The Iida Factory is a production site without a formal development division. At the start of the project, space was created next to the factory entrance of the where all development team members could meet. The development site was located within a few steps of the production line to aid in fusing design and production.
Many manufacturing facilities aspire to concurrent engineering, but their actual development process typically involves technology developed separately because of the high degree of specialization required, with regular meetings to coordinate these disparate efforts. In contrast, all team members gather at the Iida Creation Lab to inspect the manufacturing line that will be used and debate how to improve mechanisms and processes. Rather than trying to coordinate their efforts in a meeting room at a later date, the team members meet at the actual production site, making the lab an essential tool for effective concurrent engineering.

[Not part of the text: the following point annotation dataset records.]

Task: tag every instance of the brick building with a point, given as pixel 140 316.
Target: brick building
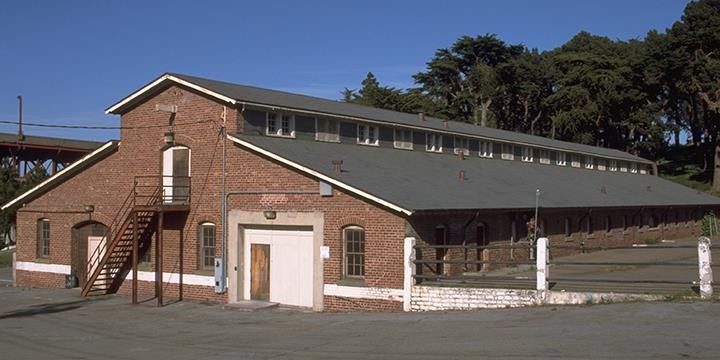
pixel 317 198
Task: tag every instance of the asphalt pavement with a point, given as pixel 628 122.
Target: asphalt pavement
pixel 59 324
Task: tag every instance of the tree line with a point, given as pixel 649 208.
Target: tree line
pixel 638 96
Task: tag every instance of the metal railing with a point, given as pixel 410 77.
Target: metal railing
pixel 172 190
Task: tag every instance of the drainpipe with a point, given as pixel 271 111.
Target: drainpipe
pixel 223 204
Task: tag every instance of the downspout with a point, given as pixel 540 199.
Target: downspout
pixel 223 217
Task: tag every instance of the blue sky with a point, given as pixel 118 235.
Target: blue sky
pixel 71 59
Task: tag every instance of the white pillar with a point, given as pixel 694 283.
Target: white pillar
pixel 409 271
pixel 704 266
pixel 541 261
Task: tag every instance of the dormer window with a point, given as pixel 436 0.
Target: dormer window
pixel 561 159
pixel 575 160
pixel 508 152
pixel 485 149
pixel 612 166
pixel 403 139
pixel 434 143
pixel 544 156
pixel 280 125
pixel 367 134
pixel 327 130
pixel 527 154
pixel 460 146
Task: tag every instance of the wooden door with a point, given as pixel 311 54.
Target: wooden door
pixel 94 257
pixel 260 272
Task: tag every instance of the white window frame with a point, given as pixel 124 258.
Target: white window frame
pixel 601 164
pixel 561 159
pixel 325 133
pixel 368 134
pixel 633 168
pixel 461 144
pixel 277 119
pixel 406 144
pixel 574 160
pixel 544 156
pixel 508 155
pixel 613 165
pixel 433 142
pixel 527 154
pixel 485 149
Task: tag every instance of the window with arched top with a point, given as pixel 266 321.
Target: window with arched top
pixel 43 238
pixel 353 252
pixel 206 246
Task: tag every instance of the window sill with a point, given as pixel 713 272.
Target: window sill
pixel 352 282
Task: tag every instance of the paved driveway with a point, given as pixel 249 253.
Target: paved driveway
pixel 58 324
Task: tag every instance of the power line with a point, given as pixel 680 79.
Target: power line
pixel 100 127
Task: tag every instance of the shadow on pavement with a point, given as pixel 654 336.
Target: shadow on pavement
pixel 43 309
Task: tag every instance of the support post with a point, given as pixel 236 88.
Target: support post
pixel 542 268
pixel 159 256
pixel 704 265
pixel 409 272
pixel 135 257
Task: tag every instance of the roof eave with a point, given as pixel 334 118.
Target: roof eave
pixel 321 176
pixel 120 106
pixel 61 175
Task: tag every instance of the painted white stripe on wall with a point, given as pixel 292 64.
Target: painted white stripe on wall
pixel 174 278
pixel 171 278
pixel 364 292
pixel 41 267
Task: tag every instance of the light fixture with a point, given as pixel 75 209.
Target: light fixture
pixel 270 214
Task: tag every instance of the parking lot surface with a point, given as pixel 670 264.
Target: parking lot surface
pixel 59 324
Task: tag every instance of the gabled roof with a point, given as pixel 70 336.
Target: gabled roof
pixel 422 181
pixel 64 174
pixel 234 93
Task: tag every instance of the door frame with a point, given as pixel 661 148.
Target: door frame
pixel 239 220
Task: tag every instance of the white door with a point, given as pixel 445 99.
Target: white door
pixel 291 265
pixel 94 256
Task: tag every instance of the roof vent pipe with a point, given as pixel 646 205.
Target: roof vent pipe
pixel 337 166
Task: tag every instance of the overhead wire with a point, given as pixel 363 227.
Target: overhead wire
pixel 101 127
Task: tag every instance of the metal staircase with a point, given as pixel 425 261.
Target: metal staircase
pixel 137 219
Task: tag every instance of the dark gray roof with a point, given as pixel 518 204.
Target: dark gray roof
pixel 309 103
pixel 70 144
pixel 417 181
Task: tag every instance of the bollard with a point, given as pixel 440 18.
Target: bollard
pixel 409 271
pixel 704 267
pixel 542 262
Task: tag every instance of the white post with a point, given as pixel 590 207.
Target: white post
pixel 704 265
pixel 409 271
pixel 542 268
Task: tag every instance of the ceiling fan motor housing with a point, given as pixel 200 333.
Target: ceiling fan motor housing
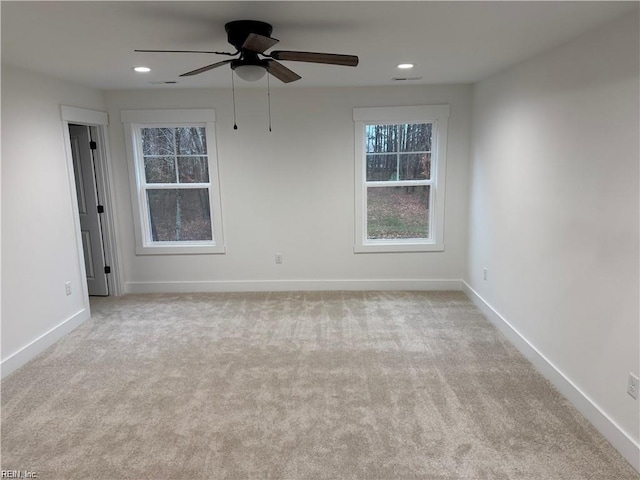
pixel 239 30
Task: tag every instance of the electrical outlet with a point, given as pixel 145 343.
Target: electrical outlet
pixel 632 385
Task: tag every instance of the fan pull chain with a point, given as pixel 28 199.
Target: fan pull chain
pixel 233 94
pixel 269 100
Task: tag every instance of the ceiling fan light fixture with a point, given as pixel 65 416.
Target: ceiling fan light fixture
pixel 250 73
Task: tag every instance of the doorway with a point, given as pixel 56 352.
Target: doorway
pixel 90 207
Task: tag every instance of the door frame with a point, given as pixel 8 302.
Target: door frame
pixel 98 122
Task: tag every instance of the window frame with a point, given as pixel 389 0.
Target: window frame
pixel 438 116
pixel 134 121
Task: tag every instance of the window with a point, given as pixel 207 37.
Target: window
pixel 174 181
pixel 400 162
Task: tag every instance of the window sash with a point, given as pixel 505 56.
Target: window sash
pixel 145 186
pixel 134 121
pixel 437 116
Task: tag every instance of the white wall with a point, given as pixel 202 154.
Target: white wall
pixel 291 191
pixel 554 214
pixel 39 250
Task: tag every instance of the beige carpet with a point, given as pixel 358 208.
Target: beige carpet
pixel 325 385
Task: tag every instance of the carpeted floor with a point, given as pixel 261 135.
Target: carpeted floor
pixel 316 385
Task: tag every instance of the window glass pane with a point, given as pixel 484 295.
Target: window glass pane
pixel 398 212
pixel 382 168
pixel 158 141
pixel 414 137
pixel 415 166
pixel 160 169
pixel 381 138
pixel 191 141
pixel 193 170
pixel 179 214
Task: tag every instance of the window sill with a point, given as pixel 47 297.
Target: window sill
pixel 180 250
pixel 398 247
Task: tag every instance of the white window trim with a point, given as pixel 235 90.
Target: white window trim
pixel 438 115
pixel 132 120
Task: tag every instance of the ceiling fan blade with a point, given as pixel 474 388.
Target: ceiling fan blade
pixel 206 69
pixel 185 51
pixel 315 57
pixel 281 72
pixel 258 43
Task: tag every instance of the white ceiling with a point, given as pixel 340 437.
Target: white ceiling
pixel 92 43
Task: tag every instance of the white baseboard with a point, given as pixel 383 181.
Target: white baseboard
pixel 44 341
pixel 289 285
pixel 620 440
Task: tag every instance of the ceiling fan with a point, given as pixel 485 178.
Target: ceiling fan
pixel 251 39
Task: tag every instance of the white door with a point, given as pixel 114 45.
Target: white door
pixel 88 206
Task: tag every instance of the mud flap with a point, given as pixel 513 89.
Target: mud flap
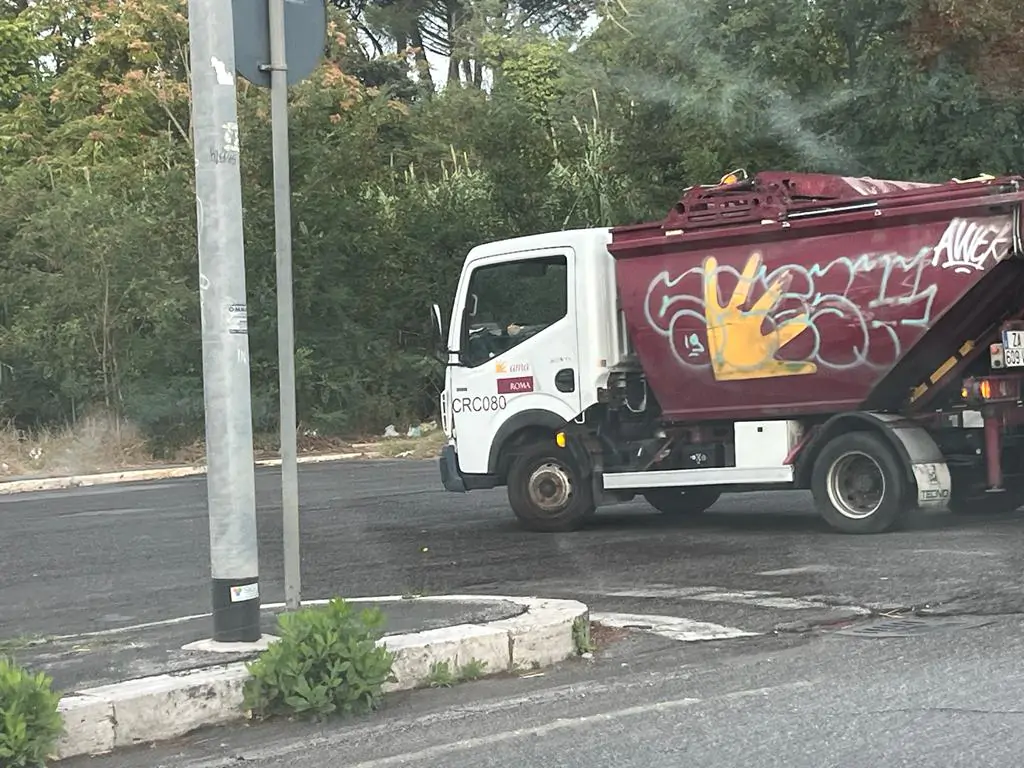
pixel 934 483
pixel 922 455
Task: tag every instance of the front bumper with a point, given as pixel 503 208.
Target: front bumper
pixel 455 480
pixel 451 476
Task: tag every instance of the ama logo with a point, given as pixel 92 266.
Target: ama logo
pixel 514 384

Engineers gather in the Creation Lab.
All team discuss ways to create the best product.
Reducing the size of a motor typically reduces its output and power efficiency. Coil innovations provide a way to make a motor compact while maintaining its efficiency.

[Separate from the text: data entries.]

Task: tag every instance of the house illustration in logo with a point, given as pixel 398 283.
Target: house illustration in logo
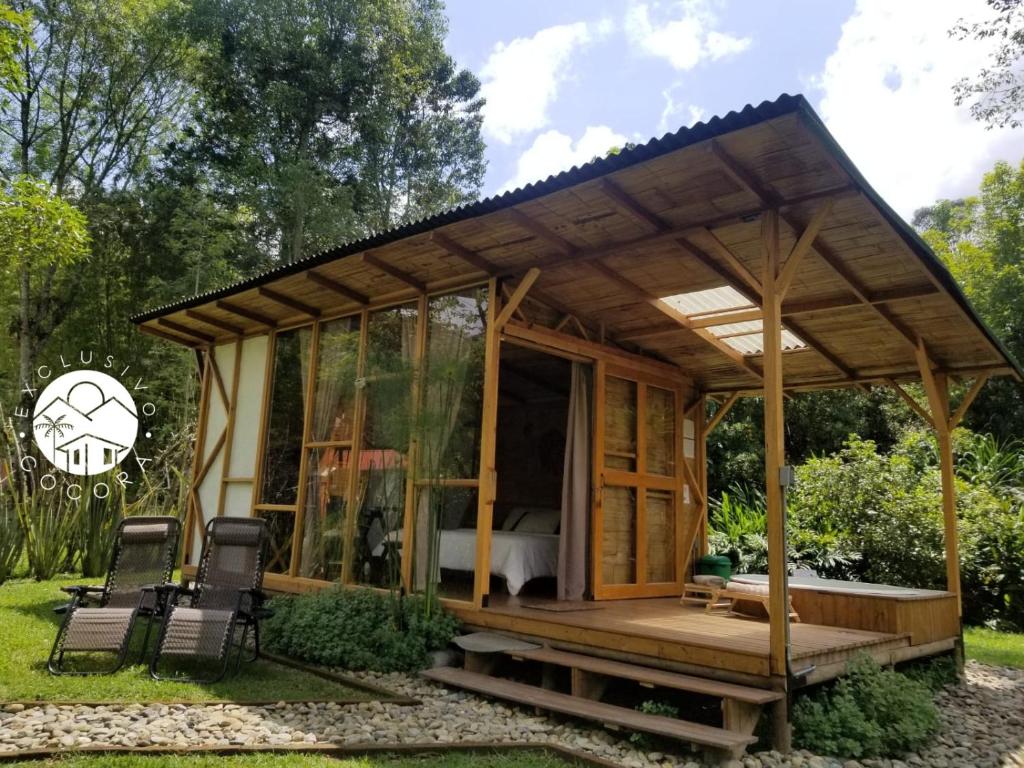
pixel 87 455
pixel 85 423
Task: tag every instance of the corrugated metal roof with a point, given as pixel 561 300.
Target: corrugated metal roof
pixel 717 126
pixel 598 167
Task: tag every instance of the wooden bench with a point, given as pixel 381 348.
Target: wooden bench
pixel 615 717
pixel 740 705
pixel 726 599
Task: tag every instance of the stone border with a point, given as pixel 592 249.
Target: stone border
pixel 330 750
pixel 383 694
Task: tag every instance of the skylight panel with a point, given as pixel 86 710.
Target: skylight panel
pixel 747 336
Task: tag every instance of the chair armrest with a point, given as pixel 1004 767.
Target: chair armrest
pixel 81 589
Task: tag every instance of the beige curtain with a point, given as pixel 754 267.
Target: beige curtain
pixel 576 491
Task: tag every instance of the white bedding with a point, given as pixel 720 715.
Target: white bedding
pixel 514 556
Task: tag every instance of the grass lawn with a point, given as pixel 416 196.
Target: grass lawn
pixel 519 759
pixel 28 627
pixel 997 648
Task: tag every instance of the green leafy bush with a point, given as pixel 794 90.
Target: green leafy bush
pixel 870 712
pixel 357 629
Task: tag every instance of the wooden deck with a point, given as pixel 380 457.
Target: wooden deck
pixel 663 633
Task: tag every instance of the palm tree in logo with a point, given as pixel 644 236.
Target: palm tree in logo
pixel 54 427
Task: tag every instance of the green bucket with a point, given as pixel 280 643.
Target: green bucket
pixel 715 565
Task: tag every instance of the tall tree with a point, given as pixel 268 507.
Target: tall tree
pixel 334 118
pixel 996 92
pixel 40 232
pixel 98 90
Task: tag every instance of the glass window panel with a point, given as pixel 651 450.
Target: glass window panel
pixel 390 346
pixel 660 435
pixel 621 424
pixel 281 528
pixel 325 514
pixel 660 522
pixel 382 512
pixel 285 422
pixel 452 408
pixel 337 364
pixel 445 536
pixel 619 545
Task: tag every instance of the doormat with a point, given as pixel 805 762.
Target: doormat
pixel 563 606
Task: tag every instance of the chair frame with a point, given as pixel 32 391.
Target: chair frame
pixel 81 594
pixel 250 617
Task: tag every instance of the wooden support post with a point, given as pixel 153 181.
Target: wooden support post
pixel 774 460
pixel 937 388
pixel 488 476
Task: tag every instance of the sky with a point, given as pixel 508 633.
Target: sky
pixel 566 80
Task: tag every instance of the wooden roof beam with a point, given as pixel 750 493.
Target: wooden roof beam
pixel 291 303
pixel 153 331
pixel 754 296
pixel 624 203
pixel 957 416
pixel 209 320
pixel 399 274
pixel 771 199
pixel 733 354
pixel 542 232
pixel 517 296
pixel 335 287
pixel 456 249
pixel 802 248
pixel 185 330
pixel 250 314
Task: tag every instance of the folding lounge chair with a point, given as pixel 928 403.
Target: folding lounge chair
pixel 200 624
pixel 142 559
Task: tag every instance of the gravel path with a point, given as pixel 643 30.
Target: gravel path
pixel 984 726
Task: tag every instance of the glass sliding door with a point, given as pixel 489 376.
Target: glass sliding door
pixel 640 502
pixel 279 492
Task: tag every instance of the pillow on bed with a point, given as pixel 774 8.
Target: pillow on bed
pixel 516 513
pixel 540 521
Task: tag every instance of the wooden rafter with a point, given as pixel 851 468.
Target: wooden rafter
pixel 628 205
pixel 773 201
pixel 912 403
pixel 755 297
pixel 456 249
pixel 209 320
pixel 248 313
pixel 517 296
pixel 336 287
pixel 541 231
pixel 177 339
pixel 969 397
pixel 802 247
pixel 721 413
pixel 399 274
pixel 185 330
pixel 723 252
pixel 290 302
pixel 675 314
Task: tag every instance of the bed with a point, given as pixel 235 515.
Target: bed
pixel 524 549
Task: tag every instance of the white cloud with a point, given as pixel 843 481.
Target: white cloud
pixel 553 152
pixel 677 113
pixel 684 35
pixel 520 79
pixel 887 97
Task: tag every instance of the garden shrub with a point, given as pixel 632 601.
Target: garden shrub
pixel 868 713
pixel 357 629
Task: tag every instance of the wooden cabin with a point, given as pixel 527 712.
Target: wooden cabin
pixel 508 403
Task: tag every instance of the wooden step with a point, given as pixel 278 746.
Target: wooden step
pixel 648 676
pixel 609 715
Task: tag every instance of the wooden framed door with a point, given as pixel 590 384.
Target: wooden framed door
pixel 640 493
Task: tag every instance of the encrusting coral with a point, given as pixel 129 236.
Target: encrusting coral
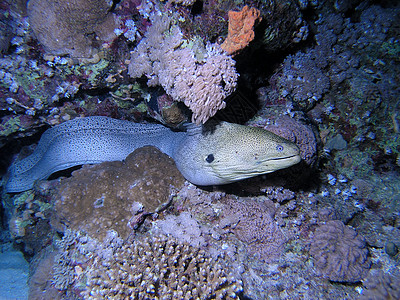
pixel 340 254
pixel 116 195
pixel 201 77
pixel 240 29
pixel 72 27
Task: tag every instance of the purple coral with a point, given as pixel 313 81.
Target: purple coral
pixel 339 252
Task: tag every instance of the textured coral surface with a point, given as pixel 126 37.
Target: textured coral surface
pixel 321 73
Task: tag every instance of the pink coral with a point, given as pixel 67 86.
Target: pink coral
pixel 252 222
pixel 71 27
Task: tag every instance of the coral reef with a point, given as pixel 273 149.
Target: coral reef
pixel 326 76
pixel 252 222
pixel 380 285
pixel 240 29
pixel 145 267
pixel 162 268
pixel 116 195
pixel 340 254
pixel 201 77
pixel 293 130
pixel 72 27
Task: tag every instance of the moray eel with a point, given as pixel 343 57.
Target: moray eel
pixel 221 154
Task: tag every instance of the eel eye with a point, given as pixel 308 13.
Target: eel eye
pixel 210 158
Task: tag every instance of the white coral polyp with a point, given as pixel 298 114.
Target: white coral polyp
pixel 202 86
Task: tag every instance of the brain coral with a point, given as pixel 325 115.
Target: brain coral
pixel 102 197
pixel 71 27
pixel 159 268
pixel 339 253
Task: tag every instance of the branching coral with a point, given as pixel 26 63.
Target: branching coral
pixel 71 27
pixel 145 268
pixel 240 29
pixel 201 77
pixel 340 254
pixel 101 197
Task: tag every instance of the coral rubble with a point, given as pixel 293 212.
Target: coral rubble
pixel 340 253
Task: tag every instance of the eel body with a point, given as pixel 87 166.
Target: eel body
pixel 220 155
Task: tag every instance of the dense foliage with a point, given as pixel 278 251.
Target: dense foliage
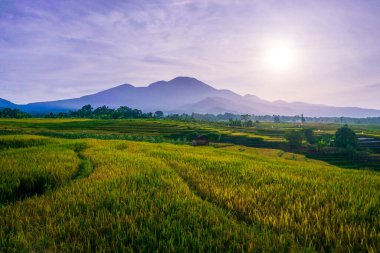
pixel 346 138
pixel 112 196
pixel 294 139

Primary loss, the major power loss by a motor, refers to power lost due to heat from electrical resistance when current flows through the coil connected to the power source. This loss accounts for around 40% of losses in compact capacitor start motors. To reduce this primary loss, minimo uses concentrated winding in which the copper wire is directly coiled on the stator (the part of the fan motor that does not revolve), which differs from regular distributed winding. As a result, primary power loss from coil resistance is reduced by about half.

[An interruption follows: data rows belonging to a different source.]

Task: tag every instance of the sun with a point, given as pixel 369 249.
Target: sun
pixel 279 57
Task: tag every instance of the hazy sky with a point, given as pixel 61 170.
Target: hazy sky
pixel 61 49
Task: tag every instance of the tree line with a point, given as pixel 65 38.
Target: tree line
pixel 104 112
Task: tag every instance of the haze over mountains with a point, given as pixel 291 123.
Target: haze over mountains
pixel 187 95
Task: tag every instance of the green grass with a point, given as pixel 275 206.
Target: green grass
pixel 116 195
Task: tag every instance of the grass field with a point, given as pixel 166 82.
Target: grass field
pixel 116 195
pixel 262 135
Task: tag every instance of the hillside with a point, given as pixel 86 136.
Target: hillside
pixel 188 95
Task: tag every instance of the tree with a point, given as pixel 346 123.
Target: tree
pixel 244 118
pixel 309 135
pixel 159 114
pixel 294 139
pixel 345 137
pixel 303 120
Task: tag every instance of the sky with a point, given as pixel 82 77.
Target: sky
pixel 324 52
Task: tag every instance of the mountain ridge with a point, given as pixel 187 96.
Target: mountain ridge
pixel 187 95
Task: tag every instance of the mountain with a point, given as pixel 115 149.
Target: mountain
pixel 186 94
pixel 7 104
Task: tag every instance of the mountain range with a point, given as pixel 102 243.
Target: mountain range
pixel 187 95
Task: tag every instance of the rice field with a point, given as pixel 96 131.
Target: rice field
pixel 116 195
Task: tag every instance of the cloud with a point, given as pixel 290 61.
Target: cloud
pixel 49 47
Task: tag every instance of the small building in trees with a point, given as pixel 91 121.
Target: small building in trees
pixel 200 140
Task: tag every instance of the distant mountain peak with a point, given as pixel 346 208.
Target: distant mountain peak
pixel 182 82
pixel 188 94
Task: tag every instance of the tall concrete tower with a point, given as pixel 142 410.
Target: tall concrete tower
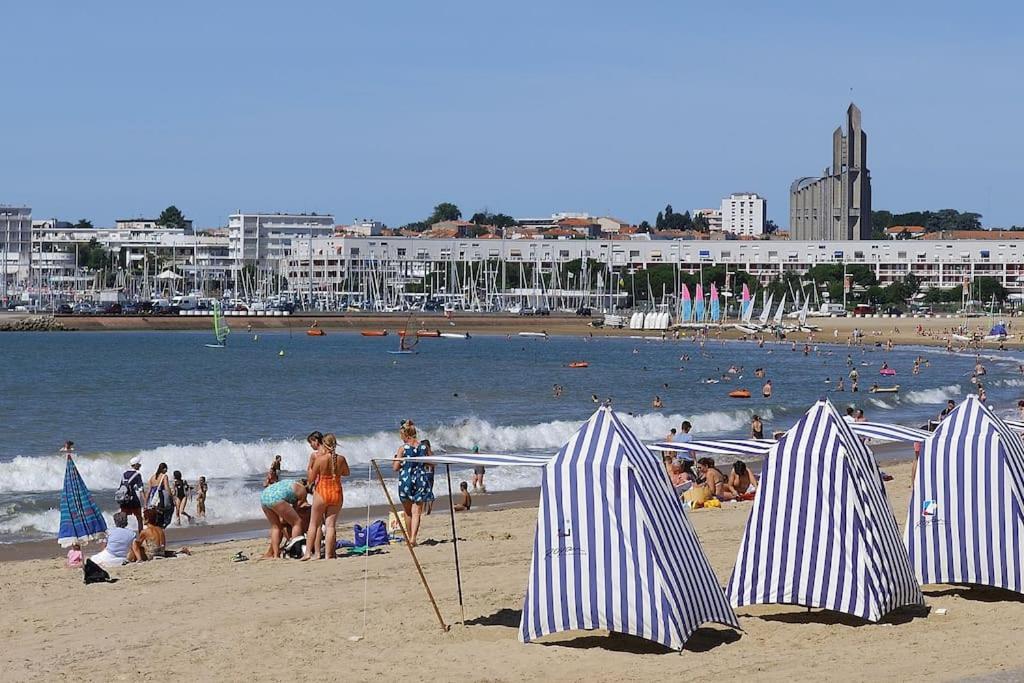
pixel 837 205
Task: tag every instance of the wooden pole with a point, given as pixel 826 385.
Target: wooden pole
pixel 455 542
pixel 404 532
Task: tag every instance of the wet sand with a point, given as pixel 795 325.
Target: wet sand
pixel 363 619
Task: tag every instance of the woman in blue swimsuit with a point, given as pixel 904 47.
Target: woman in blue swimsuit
pixel 414 479
pixel 279 502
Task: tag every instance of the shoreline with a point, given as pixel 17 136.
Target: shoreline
pixel 228 615
pixel 887 455
pixel 901 331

A problem with centralized winding, which involves few slots, is that the amount of dead space increases. Dead space is where the copper wire cannot be wound because it is blocked by the framework that insulates the coil. To solve this problem, the framework was separated and the wire was wound around a portion that could not be used previously. Other insulating parts were inserted on the portion that juts out after the coil was wound. The coil space factor (ratio of the space occupied by the copper wire to the area of the slots) was increased 12% over conventional models, which enabled primary loss to be successfully reduced another 20%.
A high-speed, low-shock conveyor. To ensure the high precision required by minimo, the Manufacturing Engineering Center and Facility Development Division worked to develop a conveyor that is smooth, fast and does not jolt parts. Development of this equipment was not outsourced; instead, the production line was built concurrently with the design of minimo.
With conventional models, parts are supplied to the line by a robot that lays them out on a pallet. Switching to a direct-parts supply system made possible by a parts feeder manufactured in-house eliminated the manual laying out process upstream on the line.
The soldering trowel features a new mechanism that lowers the temperature in stand-by mode when the line stops temporarily. Thorough efforts were made to totally rationalize energy efficiency.